The Carmel Head Thrust is a low angle, east-north-east–trending thrust fault exposed along the rocky coastline of north-west Anglesey, Wales, from Carmel Head to the mouth of Cemaes Bay. It forms the basal thrust of the Amlwch Terrane: Cambrian mud-rich rocks of the Llanfechel Group and associated volcanic slices were pushed south- to south-eastwards over younger, relatively undeformed Floian-to-Darriwilian mudstones of the Llyn Alaw Group. More recent work by the British Geological Survey shows that the thrust marks a fundamental terrane boundary, with contrasting lithologies, metamorphic grades and structural histories on either side of the fault trace.

==Tectonic history==

Geological evidence indicates that the main movement took place after emplacement of the Parys Mountain volcanic sequence (about 436 Ma) but before deposition of the undeformed Old Red Sandstone, placing displacement in the late Silurian. During that episode the northern slice travelled south-east on a low-angle fault plane, stacking older Neoproterozoic–Cambrian rocks on top of Early-to-Middle Ordovician strata. Later, during the Early Devonian Acadian compressional phase, the thrust was re-activated; renewed south-directed movement is inferred from cleavage in the Old Red Sandstone succession, but the amount of displacement is not quantified.
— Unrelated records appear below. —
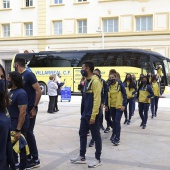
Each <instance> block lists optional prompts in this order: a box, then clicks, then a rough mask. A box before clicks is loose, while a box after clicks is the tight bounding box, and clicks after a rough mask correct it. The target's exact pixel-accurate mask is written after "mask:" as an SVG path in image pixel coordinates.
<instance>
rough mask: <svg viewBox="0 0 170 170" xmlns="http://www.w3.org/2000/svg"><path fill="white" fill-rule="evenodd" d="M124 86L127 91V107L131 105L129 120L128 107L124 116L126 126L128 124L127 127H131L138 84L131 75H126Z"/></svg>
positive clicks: (129, 115) (125, 111)
mask: <svg viewBox="0 0 170 170" xmlns="http://www.w3.org/2000/svg"><path fill="white" fill-rule="evenodd" d="M123 85H124V87H125V89H126V95H127V105H128V104H129V118H128V114H127V105H126V107H125V111H124V115H125V121H124V124H126V123H127V125H130V122H131V117H132V115H133V113H134V112H133V102H134V96H135V93H136V92H137V88H136V84H135V82H134V81H133V80H132V76H131V74H126V78H125V80H124V82H123Z"/></svg>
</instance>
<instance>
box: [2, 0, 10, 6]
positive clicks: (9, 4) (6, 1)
mask: <svg viewBox="0 0 170 170" xmlns="http://www.w3.org/2000/svg"><path fill="white" fill-rule="evenodd" d="M3 7H4V8H10V0H3Z"/></svg>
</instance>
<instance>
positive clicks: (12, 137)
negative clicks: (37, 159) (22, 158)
mask: <svg viewBox="0 0 170 170" xmlns="http://www.w3.org/2000/svg"><path fill="white" fill-rule="evenodd" d="M14 135H15V131H11V142H12V144H13V150H14V151H15V152H16V153H21V149H22V148H25V151H26V155H29V154H30V151H29V147H28V144H27V141H26V139H25V137H24V135H22V134H21V136H20V138H19V140H18V141H15V139H14Z"/></svg>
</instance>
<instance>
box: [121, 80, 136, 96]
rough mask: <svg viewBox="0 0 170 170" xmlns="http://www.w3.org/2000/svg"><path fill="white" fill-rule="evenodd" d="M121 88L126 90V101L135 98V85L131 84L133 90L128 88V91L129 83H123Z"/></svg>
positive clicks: (127, 82)
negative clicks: (124, 87)
mask: <svg viewBox="0 0 170 170" xmlns="http://www.w3.org/2000/svg"><path fill="white" fill-rule="evenodd" d="M123 86H124V87H125V90H126V95H127V99H131V98H133V97H135V93H136V91H137V88H136V84H135V83H133V88H130V89H129V82H126V81H124V82H123Z"/></svg>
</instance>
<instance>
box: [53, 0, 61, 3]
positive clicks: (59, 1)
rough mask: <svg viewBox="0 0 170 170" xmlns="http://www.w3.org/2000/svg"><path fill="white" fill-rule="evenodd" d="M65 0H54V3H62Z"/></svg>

Today the Carmel Head Thrust is well exposed in sea-cliffs and foreshore platforms, where thinly layered, finely cleaved turbidite mudstones of the Cemlyn Bay Formation in the hanging wall overlie green, oxic-facies mudstones of the Llyn Alaw Group in the footwall. The fault demonstrates, in a single line of cliffs, the process of thrusting: older, deeper rocks have ridden up and over younger layers along a gently inclined rupture—and subsequent erosion has sliced through this stack to give a window into the tectonic assembly of Anglesey during the closing stages of the Caledonian orogeny.